# How to CTRL + ALT + HOME on MacBook keyboard???



## joe7894 (May 14, 2012)

Hi all,

When I RDP from my Windows Vista desktop to my Windows 7 desktop I'm able to do the equivalent of CTRL + ALT + DEL with CTRL + ALT + HOME which enables me to either Update and Shut Down or simply Shut Down.

When I want to do the same from my MacBook I don't have the luxury of a HOME key. Is there a combination to emulate it?
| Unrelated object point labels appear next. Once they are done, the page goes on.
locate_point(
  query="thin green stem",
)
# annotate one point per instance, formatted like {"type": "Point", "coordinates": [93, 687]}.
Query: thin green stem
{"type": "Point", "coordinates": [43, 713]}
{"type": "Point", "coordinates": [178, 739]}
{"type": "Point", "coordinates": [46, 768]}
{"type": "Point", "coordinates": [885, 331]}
I can't even do CTRL + ALT + DEL/HOME with the on-screen keyboard...

Thanks in advance!


----------



## MartyF81 (Jan 23, 2013)

Try Control + Alt (Option) + End

or

Function + Control + Alt (Option) + Delete

I can't remember and I don't have a Windows Machine I can RDP into right now to try it...


----------



## joe7894 (May 14, 2012)

Thanks for the reply, MartyF81.

You just made me realise I don't mean HOME, I mean END...

However, my Mac keyboard does not have a DELETE or END key so neither of your suggestions are possible.

Unless by DELETE you meant Backspace, but that only does a Windows CTRL + ALT + DELETE which doesn't work on a computer you've RDP'd to...


----------